XHS Ad ROI: How to Calculate & Improve Your Advertising Returns on Xiaohongshu
Date Published
Table Of Contents
1. Why ROI Measurement on XHS Is Different
2. Understanding the XHS Advertising Cost Structure
3. Key Metrics Every XHS Advertiser Must Track
4. How to Calculate XHS Ad ROI: The Core Formulas
5. What Counts as a "Return" on XHS?
6. Common Reasons XHS Ad ROI Underperforms
7. Proven Strategies to Improve Your XHS Ad ROI
8. Tracking and Attribution: Making the Numbers Reliable
Why Measuring XHS Ad ROI Requires a Different Mindset
When international brands first invest in Xiaohongshu (XHS) advertising, one of the first questions on every marketer's mind is: Is this actually working? It sounds simple, but calculating advertising ROI on Xiaohongshu is genuinely more complex than on most Western platforms — and misunderstanding how returns are generated here is one of the most expensive mistakes a brand can make. The platform blends social discovery, search, and commerce into a single ecosystem where paid ads and organic content influence each other constantly. A user who sees your ad today may save it, search for your brand tomorrow, and convert a week later — and standard attribution models will miss most of that journey.

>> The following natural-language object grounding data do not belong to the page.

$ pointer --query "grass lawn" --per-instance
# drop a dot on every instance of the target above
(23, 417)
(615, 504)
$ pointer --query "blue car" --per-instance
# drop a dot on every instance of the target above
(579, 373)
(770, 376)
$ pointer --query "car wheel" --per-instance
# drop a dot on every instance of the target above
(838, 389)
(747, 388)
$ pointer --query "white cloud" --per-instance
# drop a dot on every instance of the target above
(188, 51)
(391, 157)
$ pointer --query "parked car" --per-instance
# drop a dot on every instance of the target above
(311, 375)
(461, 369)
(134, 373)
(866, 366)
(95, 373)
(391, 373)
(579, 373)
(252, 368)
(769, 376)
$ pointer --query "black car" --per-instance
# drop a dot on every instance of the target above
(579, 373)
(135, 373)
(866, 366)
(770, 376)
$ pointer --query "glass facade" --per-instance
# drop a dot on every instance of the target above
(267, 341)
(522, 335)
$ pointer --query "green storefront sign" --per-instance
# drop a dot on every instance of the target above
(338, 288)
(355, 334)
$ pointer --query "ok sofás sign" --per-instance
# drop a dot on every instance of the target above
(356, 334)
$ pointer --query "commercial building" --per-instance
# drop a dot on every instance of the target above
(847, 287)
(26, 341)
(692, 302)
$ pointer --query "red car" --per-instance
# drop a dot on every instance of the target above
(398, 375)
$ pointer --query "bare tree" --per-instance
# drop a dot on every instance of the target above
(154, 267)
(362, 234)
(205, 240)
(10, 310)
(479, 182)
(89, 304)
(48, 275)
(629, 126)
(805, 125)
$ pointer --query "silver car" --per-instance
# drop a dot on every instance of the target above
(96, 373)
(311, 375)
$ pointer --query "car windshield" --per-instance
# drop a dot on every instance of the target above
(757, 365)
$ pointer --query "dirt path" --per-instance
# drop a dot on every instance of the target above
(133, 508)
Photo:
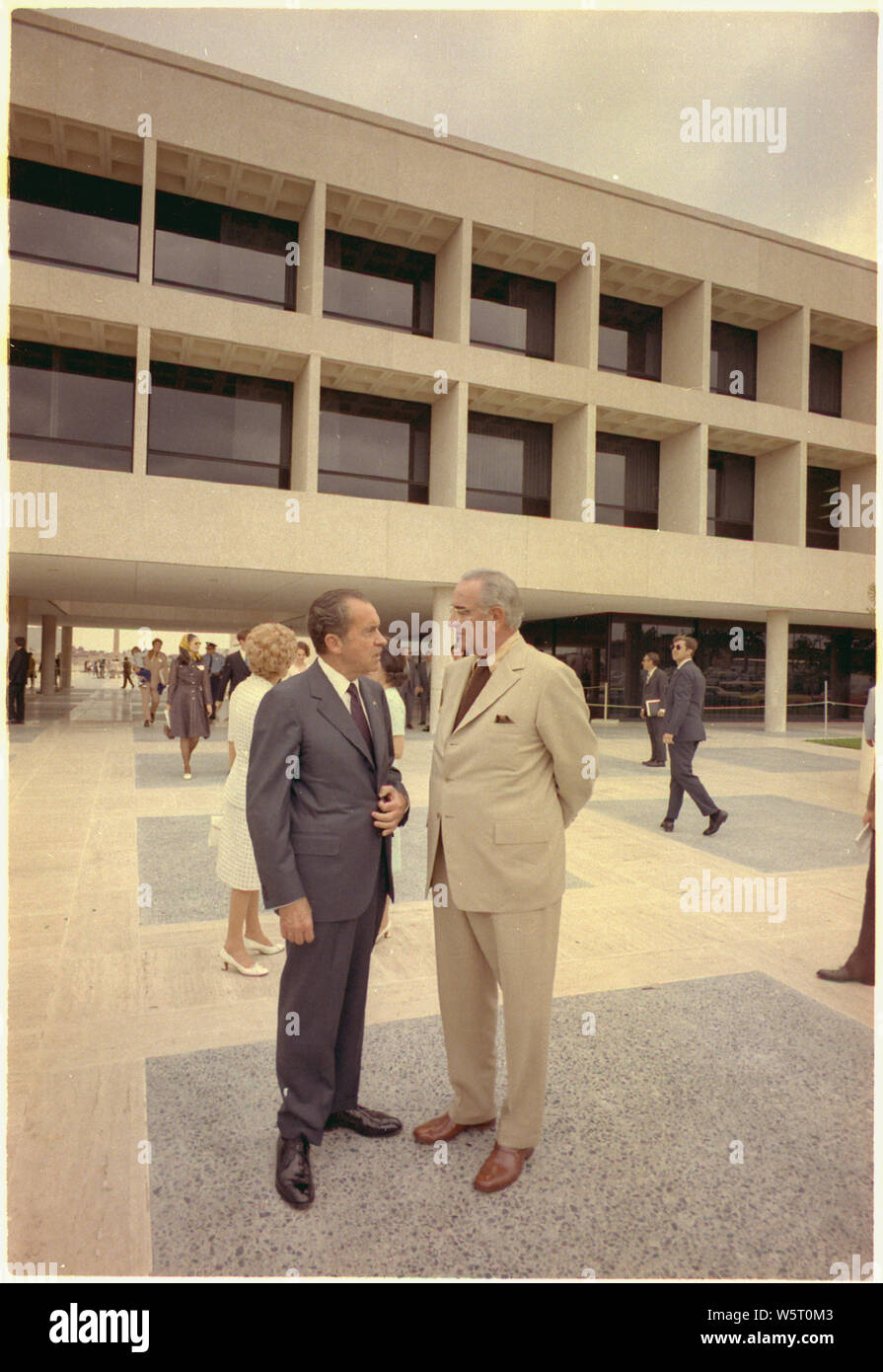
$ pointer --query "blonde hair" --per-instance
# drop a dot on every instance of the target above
(270, 649)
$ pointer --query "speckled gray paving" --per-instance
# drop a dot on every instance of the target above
(763, 832)
(208, 766)
(632, 1179)
(779, 759)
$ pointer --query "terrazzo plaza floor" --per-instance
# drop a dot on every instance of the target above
(716, 1121)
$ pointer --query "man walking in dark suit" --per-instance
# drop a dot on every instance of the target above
(323, 801)
(683, 734)
(17, 676)
(651, 701)
(235, 668)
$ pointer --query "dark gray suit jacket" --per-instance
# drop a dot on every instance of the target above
(683, 704)
(310, 794)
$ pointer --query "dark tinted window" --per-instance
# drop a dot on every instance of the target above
(822, 482)
(734, 361)
(218, 426)
(373, 446)
(826, 376)
(629, 338)
(731, 495)
(225, 252)
(626, 481)
(73, 220)
(514, 313)
(509, 465)
(379, 283)
(70, 407)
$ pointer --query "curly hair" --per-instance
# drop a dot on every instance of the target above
(270, 649)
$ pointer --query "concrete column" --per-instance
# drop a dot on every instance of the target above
(685, 481)
(440, 614)
(141, 400)
(783, 361)
(18, 619)
(454, 285)
(67, 643)
(312, 253)
(576, 316)
(776, 675)
(854, 535)
(858, 386)
(687, 340)
(780, 495)
(305, 426)
(573, 464)
(447, 447)
(148, 211)
(46, 653)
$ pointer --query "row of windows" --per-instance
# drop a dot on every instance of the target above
(77, 408)
(92, 222)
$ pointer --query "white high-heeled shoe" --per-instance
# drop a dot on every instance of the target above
(247, 971)
(267, 949)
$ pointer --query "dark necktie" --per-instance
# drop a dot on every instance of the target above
(358, 715)
(480, 676)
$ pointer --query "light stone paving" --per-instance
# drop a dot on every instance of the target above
(95, 992)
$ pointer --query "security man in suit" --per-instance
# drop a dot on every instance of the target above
(17, 678)
(323, 801)
(235, 667)
(683, 734)
(651, 701)
(513, 764)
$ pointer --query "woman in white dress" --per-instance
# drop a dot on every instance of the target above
(391, 674)
(269, 650)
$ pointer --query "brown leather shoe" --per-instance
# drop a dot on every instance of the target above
(443, 1129)
(502, 1168)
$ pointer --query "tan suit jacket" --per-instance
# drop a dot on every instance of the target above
(507, 781)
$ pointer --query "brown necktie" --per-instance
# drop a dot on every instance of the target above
(358, 717)
(478, 678)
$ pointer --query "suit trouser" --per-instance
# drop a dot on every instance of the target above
(326, 985)
(685, 780)
(475, 953)
(861, 960)
(655, 727)
(15, 701)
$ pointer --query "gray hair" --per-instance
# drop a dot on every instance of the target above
(498, 589)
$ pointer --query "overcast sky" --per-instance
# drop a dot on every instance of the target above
(598, 92)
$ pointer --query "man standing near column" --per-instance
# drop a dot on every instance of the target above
(323, 800)
(17, 675)
(513, 764)
(651, 701)
(683, 734)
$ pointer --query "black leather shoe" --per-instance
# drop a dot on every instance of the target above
(294, 1179)
(717, 819)
(372, 1124)
(844, 974)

This guide is built for international brands actively running or planning paid campaigns on XHS. Whether you are using Juguang (the platform's primary self-serve ad system), Spark Ads (boosted organic content), or KOL/KOC-amplified promotions, you will find clear formulas, platform-specific context, and actionable strategies to raise the performance of every yuan you spend. Let's start with the fundamentals.

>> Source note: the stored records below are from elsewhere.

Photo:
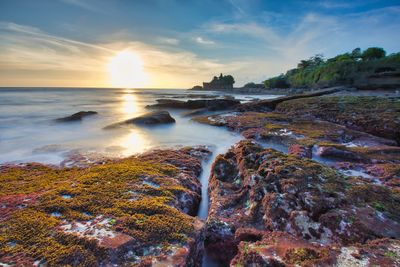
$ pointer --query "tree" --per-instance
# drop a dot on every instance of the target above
(356, 53)
(373, 53)
(228, 79)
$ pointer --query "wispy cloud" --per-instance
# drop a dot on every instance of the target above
(201, 40)
(91, 6)
(169, 41)
(25, 48)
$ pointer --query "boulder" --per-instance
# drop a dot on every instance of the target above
(152, 118)
(209, 104)
(282, 249)
(76, 116)
(135, 211)
(265, 190)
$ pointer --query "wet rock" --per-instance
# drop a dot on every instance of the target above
(209, 104)
(374, 115)
(271, 104)
(281, 249)
(76, 116)
(132, 211)
(260, 189)
(300, 151)
(152, 118)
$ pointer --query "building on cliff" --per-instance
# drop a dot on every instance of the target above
(221, 82)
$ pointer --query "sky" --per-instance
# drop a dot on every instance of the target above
(180, 43)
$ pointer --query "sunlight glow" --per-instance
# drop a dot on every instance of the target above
(126, 70)
(129, 104)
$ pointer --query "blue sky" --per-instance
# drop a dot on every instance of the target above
(182, 42)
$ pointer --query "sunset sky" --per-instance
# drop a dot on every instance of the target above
(180, 43)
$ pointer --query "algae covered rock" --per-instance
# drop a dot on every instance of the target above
(375, 115)
(255, 191)
(133, 211)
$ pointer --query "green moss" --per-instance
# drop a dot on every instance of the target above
(115, 190)
(300, 255)
(391, 254)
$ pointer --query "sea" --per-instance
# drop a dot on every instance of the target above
(29, 132)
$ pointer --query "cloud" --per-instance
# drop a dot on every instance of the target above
(201, 40)
(169, 41)
(329, 4)
(59, 61)
(83, 4)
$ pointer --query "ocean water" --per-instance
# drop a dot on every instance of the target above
(28, 132)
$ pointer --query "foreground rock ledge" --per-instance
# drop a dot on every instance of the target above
(263, 201)
(133, 211)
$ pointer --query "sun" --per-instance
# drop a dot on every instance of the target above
(126, 70)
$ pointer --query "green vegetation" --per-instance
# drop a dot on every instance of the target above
(354, 68)
(221, 82)
(117, 190)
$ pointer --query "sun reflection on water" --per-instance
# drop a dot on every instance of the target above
(134, 142)
(129, 103)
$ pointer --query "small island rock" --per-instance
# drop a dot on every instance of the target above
(152, 118)
(76, 116)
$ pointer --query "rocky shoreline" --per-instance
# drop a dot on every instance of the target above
(327, 195)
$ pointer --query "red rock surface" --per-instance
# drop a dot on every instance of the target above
(254, 191)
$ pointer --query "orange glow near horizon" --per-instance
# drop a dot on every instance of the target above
(126, 70)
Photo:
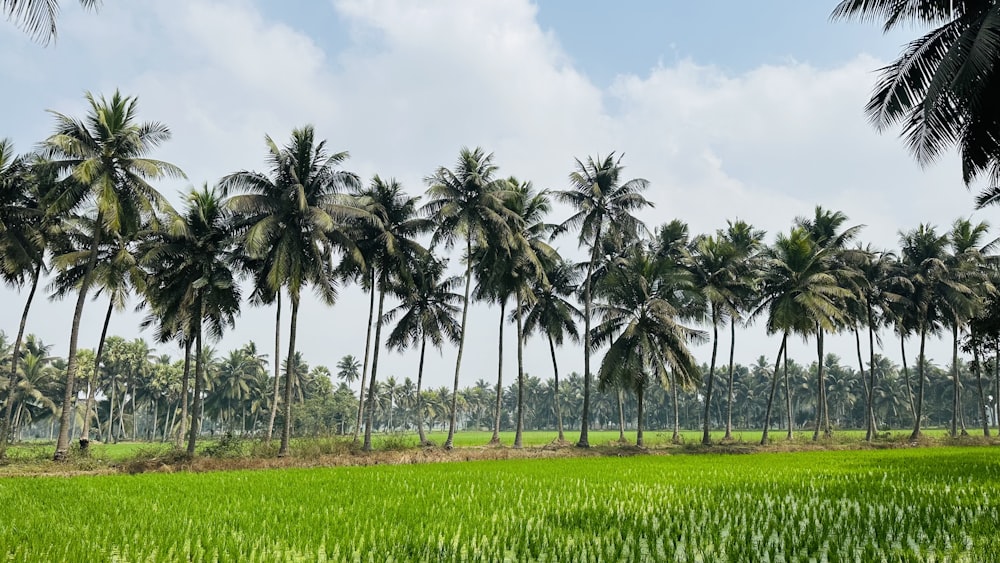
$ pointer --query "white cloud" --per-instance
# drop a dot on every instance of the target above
(421, 79)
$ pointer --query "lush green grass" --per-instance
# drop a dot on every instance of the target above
(41, 451)
(895, 505)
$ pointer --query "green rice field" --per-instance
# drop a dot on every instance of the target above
(920, 504)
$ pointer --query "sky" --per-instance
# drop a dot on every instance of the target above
(730, 109)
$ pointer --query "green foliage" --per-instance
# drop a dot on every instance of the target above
(898, 505)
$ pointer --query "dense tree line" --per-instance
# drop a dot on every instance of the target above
(84, 210)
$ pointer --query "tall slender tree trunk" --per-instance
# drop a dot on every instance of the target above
(584, 441)
(453, 418)
(906, 378)
(983, 405)
(15, 356)
(619, 395)
(790, 434)
(920, 387)
(199, 382)
(729, 397)
(676, 438)
(558, 399)
(182, 427)
(639, 395)
(277, 368)
(820, 383)
(420, 399)
(372, 379)
(495, 439)
(871, 372)
(364, 368)
(706, 437)
(774, 387)
(85, 433)
(286, 431)
(956, 400)
(519, 432)
(62, 444)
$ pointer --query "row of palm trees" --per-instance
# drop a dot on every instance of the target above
(84, 207)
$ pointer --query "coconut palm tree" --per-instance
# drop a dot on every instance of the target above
(967, 262)
(103, 160)
(601, 200)
(393, 225)
(22, 249)
(292, 221)
(38, 17)
(467, 201)
(641, 304)
(552, 314)
(942, 87)
(799, 295)
(191, 285)
(924, 261)
(747, 243)
(825, 228)
(427, 312)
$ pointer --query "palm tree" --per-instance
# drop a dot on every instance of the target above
(965, 297)
(393, 226)
(800, 295)
(643, 299)
(713, 263)
(192, 285)
(924, 255)
(38, 17)
(468, 201)
(601, 202)
(22, 249)
(428, 310)
(553, 315)
(943, 86)
(103, 158)
(292, 221)
(747, 242)
(825, 230)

Understanding the XHS Advertising Cost Structure {#cost-structure}
Before you can measure ROI, you need a precise picture of what you are actually spending. XHS advertising costs fall into three broad categories, and brands that only count media spend routinely underestimate their true investment.
The first and most visible cost is paid media spend on Xiaohongshu's advertising platform. Juguang, also known internally by the Xiaohongshu team as Aurora, is the primary advertising and data analytics platform for brands running targeted campaigns — supporting in-feed ads, search ads, and performance-driven placements. Brands allocate daily or lifetime budgets and bid on either a CPM (cost per thousand impressions) or CPC (cost per click) basis, with the platform's machine learning optimizing delivery in real-time.

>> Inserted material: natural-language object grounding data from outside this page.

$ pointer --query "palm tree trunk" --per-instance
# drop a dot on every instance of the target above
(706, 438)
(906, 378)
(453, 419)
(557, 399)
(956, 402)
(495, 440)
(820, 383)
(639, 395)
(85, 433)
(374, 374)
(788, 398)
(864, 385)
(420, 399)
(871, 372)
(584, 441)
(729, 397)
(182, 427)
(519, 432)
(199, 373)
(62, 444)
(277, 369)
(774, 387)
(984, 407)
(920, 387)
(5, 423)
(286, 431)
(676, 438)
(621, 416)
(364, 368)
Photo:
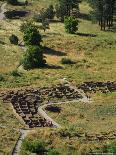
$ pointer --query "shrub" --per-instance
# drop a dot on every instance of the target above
(15, 73)
(13, 2)
(111, 148)
(32, 35)
(53, 152)
(33, 147)
(25, 25)
(53, 108)
(67, 61)
(45, 14)
(1, 77)
(13, 39)
(71, 24)
(33, 58)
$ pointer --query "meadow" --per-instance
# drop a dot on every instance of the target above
(94, 52)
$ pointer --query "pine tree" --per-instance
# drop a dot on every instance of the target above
(103, 11)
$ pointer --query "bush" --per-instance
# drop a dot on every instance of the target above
(53, 108)
(13, 2)
(71, 24)
(53, 152)
(67, 61)
(33, 58)
(13, 39)
(15, 73)
(32, 35)
(1, 77)
(45, 14)
(111, 148)
(25, 25)
(33, 147)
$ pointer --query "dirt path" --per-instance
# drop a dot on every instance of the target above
(23, 134)
(2, 11)
(42, 113)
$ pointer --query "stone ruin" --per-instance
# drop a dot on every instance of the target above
(26, 102)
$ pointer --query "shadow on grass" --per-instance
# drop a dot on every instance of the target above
(84, 16)
(113, 29)
(86, 34)
(15, 14)
(2, 42)
(50, 51)
(47, 66)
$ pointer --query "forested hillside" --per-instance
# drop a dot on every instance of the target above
(57, 77)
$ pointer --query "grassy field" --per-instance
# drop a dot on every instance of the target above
(9, 128)
(87, 117)
(94, 52)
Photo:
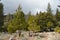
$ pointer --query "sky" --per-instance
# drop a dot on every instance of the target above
(10, 6)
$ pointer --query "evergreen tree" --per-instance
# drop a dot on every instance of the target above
(1, 16)
(18, 22)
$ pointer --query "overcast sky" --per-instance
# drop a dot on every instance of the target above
(29, 5)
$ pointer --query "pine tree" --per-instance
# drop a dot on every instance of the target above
(18, 22)
(1, 16)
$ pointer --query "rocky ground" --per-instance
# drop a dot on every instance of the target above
(34, 36)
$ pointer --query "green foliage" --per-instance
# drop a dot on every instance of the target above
(18, 22)
(1, 17)
(32, 24)
(57, 29)
(43, 21)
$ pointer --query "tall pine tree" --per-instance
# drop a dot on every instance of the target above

The second cost category is content production and influencer fees. On XHS, ad creative is not optional polish — it is the foundation of performance. Effective ads are designed to look and feel indistinguishable from high-performing organic notes, which means brands must invest in culturally resonant, visually polished content. If you are collaborating with KOLs (Key Opinion Leaders) or KOCs (Key Opinion Consumers), their fees form a significant line item that must enter your ROI calculation. The third category covers agency or in-house team costs — the salaries, consultancy fees, or retainers associated with managing your XHS presence. Omitting these from your total investment figure leads to inflated ROI numbers that will eventually mislead strategic decisions.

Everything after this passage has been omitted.